1. Introduction
Portable audio players (PAPs) were first sold in 1979 and are still available in 2017 all over the world. With PAPs, users can enjoy music with ease on a daily basis, anytime and anywhere. The performance of PAPs has been improved, and new functions have been added, such as smaller size, change in storage mediums, additional communication functions, improved tone quality, additional display devices, and improved operability. However, much room still exists for improving the operability of PAPs. This is because PAPs must currently be manually manipulated via the user interface on the main unit or through the use of a remote controller mounted on the earphone cable. Thus, users who do not have full use of their hands, such as those holding baggage or grasping a strap while standing on a train or bus or people with physical disabilities, have difficulty operating PAPs.

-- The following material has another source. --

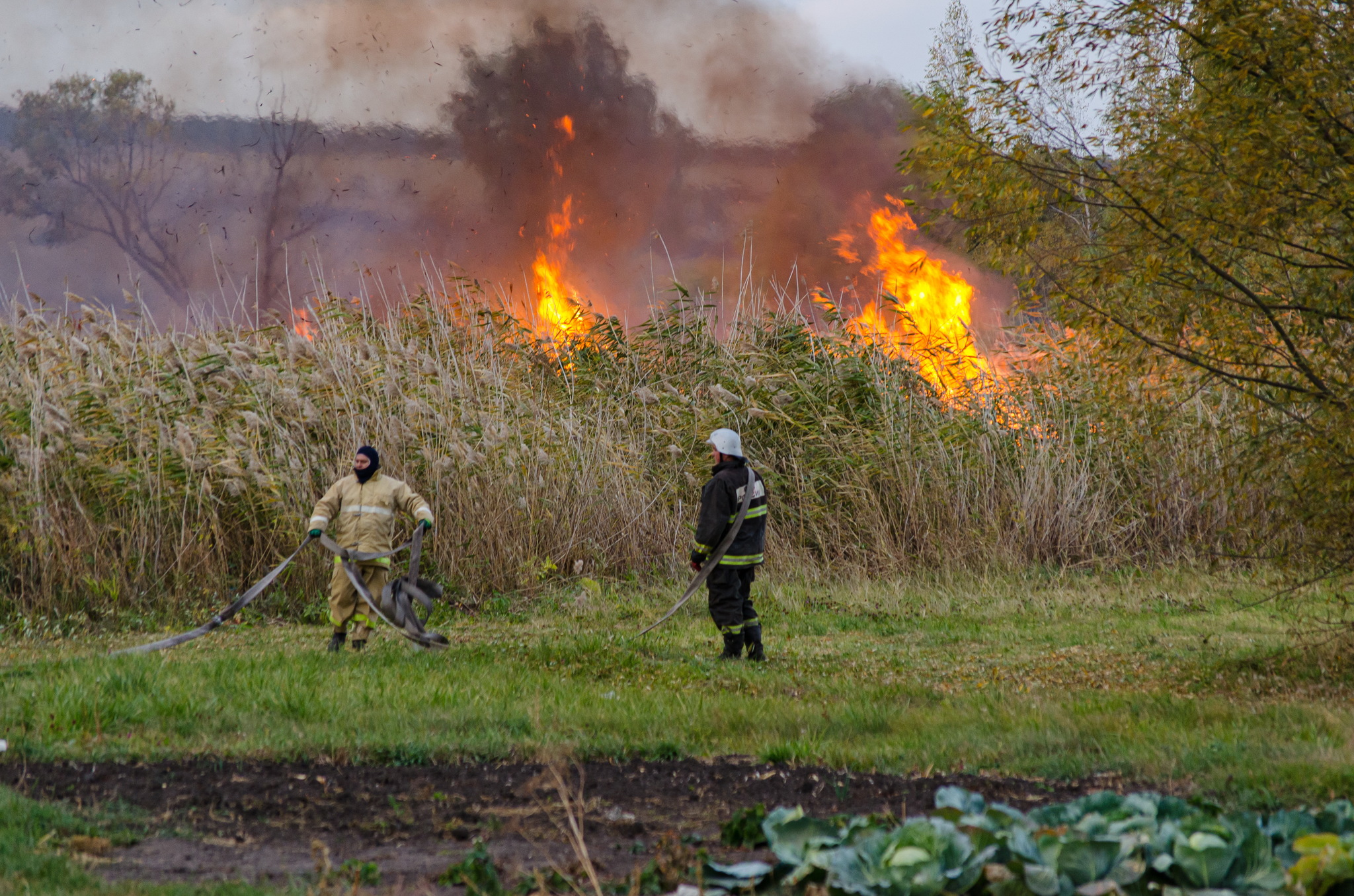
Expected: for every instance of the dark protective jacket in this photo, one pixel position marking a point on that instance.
(719, 502)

Therefore, we believe that adding a hands-free operation function to PAPs is necessary to improve their operability.
Our group has previously investigated hands-free operation components in wearable devices [
1,
2,
3,
4,
5], including device operation via the user’s blinking or back-teeth chewing; however, for the hands-free operation of PAPs, the movement of the tongue would be better suited than blinking or back-teeth chewing, because if a PAP is used while walking, the action of closing the eyes can be dangerous, since sight is momentarily lost and the action of back-teeth chewing is dangerous, as the user may mistakenly bite his or her own tongue. In addition, even users who have impaired vision, damaged teeth, or reduced jaw strength or those with physical disabilities in their arms or legs can perform tongue movements. Moreover, since the operation does not depend on language, it can be used worldwide.

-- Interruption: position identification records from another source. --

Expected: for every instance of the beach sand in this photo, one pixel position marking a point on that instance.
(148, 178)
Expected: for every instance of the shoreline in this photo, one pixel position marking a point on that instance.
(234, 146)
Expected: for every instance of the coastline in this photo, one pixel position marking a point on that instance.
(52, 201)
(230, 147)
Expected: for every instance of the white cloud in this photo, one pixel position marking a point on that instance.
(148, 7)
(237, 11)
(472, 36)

One method of estimating the movement of the tongue for hands-free interfaces involves invasively attaching a permanent magnet to the tip of the tongue and tracking the movement of the magnet using a magnetic sensor attached to the cheek or another nearby position [
6,
7,
8]. However, noninvasive methods are more desirable for hands-free operation of PAPs. A noninvasive method for estimating the movement of the tongue involves attaching the electrodes to the cheek or jaw and using electromyography (EMG) to measure the electrical signals generated by the tongue movements [
9,
10]. However, the electrodes must be applied to the cheeks or jaws, which is inconvenient and unaesthetic; thus, this method is not suitable for easy, everyday, hands-free operation of PAPs. Other studies have used a mouthpiece-type EMG sensor to measure the EMG signal within the oral cavity; these measurements can be used to estimate the movement of the tongue and can be applied to the computer interface [
11]. Dental retainers with built-in light sensors [
12] and joysticks for the tongue [
13] have also been used instead of mouthpieces to measure tongue movements for people with quadriplegia; one study using a joystick designed for persons without any disability targeted actors wearing costumes [
14]. However, for PAP operation, not placing a sensor in the mouth is desirable.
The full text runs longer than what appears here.